For now, I'm putting all the upgrades on hold because I am awaiting some dependencies to be updated (and may be helping with that). I won't promise a date, but I will say that I am expecting the changes to happen before the end of this month - and with sufficient quality assurance I'll toss the upgrades on to the site quite quickly.

Humble apologies - this is really on me; I tripped over some things that I should have planned for. Lesson learned. :-) Please bear with me, I do have a froody new look and feel to Your2ndPlace.com that does work very nicely, but to implement it will take a little more time.



Movie To Disk Functionality in Second Life... Gone.

I probably missed this being scribbled on a bathroom wall somewhere in <insert someone with Linden Lab hookups>'s house, but... I just went nuts looking for the 'send movie to disk' option. I searched high and low, since I actually wanted to catch something on video - machinima - and it wasn't there.

After about 15 minutes, I ended up at JIRA VWR-2096, more descriptively titled Movie to disk causes crash. Why did I get there? Because of what is written here:

...We've decided (see VWR-2096[c] for details) to remove the built-in movie recorder in favor of numerous, better 3rd-party tools...

Argh. So, I guess I'll be using Taksi.

But guess what? Now the viewer is crashing for me when it never did with the Second Life viewer. And I'm not sure which codecs give the best compression.

*sigh*



Feature Flotsam To Keep Second Life Stable

Update: It's all settled down and features are back online, but the article remains the same...

While the temporarily reduced services within Second Life are just a bit inconvenient, but 2 things impress me about it:

  1. They decided to scale things down to make things more stable. That's progress.
  2. They wrote about it on the blog.

Sure, it isn't something to write home about, but throttling functionality like that is pretty old school - under heavy load, any decent website throttles functionality to assure the site doesn't crash. It makes sense to do it in Second Life - frankly, I'm surprised it isn't automated. That way they could scale down things, send out system announcements like a weather report, and people would get used to it.

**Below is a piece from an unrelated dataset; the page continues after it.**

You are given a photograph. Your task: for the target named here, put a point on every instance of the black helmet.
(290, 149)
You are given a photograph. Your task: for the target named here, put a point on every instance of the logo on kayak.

Granted, people may not like it but then it s a bit like the weather: there are good days and bad days.

I'm interested to see if they do decide to put some throttle functionality in the server code. It just makes sense.

I am considering how to give Second Life 'weather reports'. Heh.



SLPics Down (Updated)

Update: SLPics is back up. Post them pics!

Sarah got me hooked on SLPics a while back, and it has been working for me during that time quite well. Unfortunately, today it wasn't posting images so I decided to go have a look at the site and found a database error.

For those of you who look at it and don't have a clue what you're staring at, here's what all of that means: The database is not accessible right now. A lot of websites have their databases on separate web servers; this allows hosting providers to have servers specifically for databases.

Granted, I don't think that Microsoft SQL Server is worth spit (I prefer MySQL for most web related stuff and PostGreSQL for the harder stuff), but it does usually work and it doesn't seem that the name Microsoft has much to do with the fault at SLPics.com. It's a hosting issue.

I'm sure it is only temporary, but if you're using SLPics with Flickr, as I do, you might want to go back to saving your screenshots to your hard drive and uploading them to Flickr manually.